Cuma namazı sonrası Diyarbakır Ulucami önünde düzenlenen basın açıklamasına siyasi parti temsilcileri, STK temsilcileri ve çok sayıda vatandaş katıldı.
Mustazaflar Cemiyeti Diyarbakır Şubesi adına basın açıklamasını okuyan Cemil Cahit Ünsal, Şeyh Said Efendinin davasının renginin ve karakterinin İslami olduğunu söyledi.
“Bu meydanda toplanmamız, 93 yıl önce yaşanan ve etkileri günümüze kadar devam eden bir hadiseyi hatırlamak ve olayın mağdurlarını bir kez daha hayırla yâd etmek içindir.” diyen Ünsal, 93 yıl önce, 29 Haziran 1925'te bir İslam âlimi olan Şeyh Said-i Palevî ve 47 dava arkadaşının darağaçlarında katledildiğini, Şeyh Said ile birlikte idam edilenlerin de bölgenin ileri gelenleri, kanaat önderi ve aydın kişiler olduğunu söyledi.
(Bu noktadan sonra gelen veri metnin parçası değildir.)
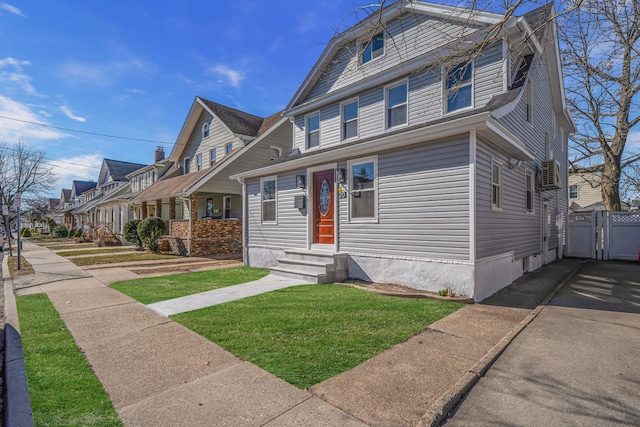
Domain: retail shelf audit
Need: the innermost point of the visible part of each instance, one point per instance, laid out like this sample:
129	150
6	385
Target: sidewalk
157	372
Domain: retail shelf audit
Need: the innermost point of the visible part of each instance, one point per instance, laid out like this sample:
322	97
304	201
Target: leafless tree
600	54
23	171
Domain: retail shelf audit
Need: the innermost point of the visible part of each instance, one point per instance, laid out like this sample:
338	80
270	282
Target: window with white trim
396	102
529	188
269	190
372	49
574	192
459	90
349	118
313	130
363	188
496	185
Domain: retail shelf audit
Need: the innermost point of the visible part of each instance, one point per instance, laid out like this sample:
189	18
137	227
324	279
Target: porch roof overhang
483	123
170	187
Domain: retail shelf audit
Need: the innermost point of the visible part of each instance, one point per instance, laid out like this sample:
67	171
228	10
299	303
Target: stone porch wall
210	237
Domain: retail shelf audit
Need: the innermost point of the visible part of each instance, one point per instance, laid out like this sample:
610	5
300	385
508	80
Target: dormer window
373	48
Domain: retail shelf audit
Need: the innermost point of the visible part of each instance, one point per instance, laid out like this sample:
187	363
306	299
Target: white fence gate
604	235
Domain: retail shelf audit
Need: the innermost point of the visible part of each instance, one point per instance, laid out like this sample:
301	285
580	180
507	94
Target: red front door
323	207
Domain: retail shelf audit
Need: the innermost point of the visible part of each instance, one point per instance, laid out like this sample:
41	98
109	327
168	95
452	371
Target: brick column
172	208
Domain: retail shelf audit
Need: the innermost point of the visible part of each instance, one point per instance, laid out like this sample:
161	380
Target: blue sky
133	68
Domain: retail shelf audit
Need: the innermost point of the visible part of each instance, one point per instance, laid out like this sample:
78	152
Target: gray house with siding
429	150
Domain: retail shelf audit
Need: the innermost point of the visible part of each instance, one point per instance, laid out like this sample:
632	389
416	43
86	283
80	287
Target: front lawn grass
161	288
110	259
94	250
307	334
64	390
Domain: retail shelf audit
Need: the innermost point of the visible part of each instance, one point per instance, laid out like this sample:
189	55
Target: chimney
158	155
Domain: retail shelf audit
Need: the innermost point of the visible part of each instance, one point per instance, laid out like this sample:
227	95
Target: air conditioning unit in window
550	175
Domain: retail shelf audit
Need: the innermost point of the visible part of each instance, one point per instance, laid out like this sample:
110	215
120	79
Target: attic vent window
373	48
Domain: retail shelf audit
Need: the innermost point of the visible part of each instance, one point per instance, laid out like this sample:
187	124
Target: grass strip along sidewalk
307	334
161	288
64	390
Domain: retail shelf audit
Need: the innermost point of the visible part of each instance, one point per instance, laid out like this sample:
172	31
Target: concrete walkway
219	296
157	372
577	363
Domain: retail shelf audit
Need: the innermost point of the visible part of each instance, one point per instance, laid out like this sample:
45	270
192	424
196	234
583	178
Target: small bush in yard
131	232
150	230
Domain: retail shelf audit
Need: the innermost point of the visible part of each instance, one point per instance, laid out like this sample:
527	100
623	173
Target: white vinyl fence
604	235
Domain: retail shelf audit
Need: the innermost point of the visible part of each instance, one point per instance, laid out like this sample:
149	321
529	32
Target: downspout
245	233
188	200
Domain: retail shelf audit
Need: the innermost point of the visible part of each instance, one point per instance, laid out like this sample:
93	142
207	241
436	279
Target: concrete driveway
577	363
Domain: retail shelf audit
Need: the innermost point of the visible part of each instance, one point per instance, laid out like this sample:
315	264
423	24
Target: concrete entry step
314	266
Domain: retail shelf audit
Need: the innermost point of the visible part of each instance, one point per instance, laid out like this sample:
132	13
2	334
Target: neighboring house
102	207
202	206
413	167
81	192
585	194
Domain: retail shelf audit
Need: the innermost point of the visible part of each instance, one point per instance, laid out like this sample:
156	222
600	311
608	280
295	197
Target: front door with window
323	209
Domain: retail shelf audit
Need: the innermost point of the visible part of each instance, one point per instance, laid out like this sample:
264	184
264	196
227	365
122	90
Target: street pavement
158	373
577	363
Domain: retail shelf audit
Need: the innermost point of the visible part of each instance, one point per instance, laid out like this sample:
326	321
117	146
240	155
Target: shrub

Ünsal, açıklamasına devamla; “Müslüman halkın dini ve kültürel değerlerine karşı ittihat ve terakki zihniyetinin başlattığı süreçte yaşanan zulümlere karşı durduğu için hedef alınan Şeyh Said ve yarenleri, darağacına çıkarıldı. Şeyh Said Efendi'nin şehid edilmesinin ardından Müslüman Kürt halkı üzerinde büyük bir zulüm furyası başlatıldı. Sürgünler ve toplu katliamlarla beraber İslami değerlere karşı tasfiye süreci işletildi. Bu dönemde binlerce insan katledildi. Toplumun önderleri konumunda olan birçok âlim idam edildi. Kadın, çocuk, yaşlı demeden insanlar hayattan koparıldı.” ifadelerine yer verdi.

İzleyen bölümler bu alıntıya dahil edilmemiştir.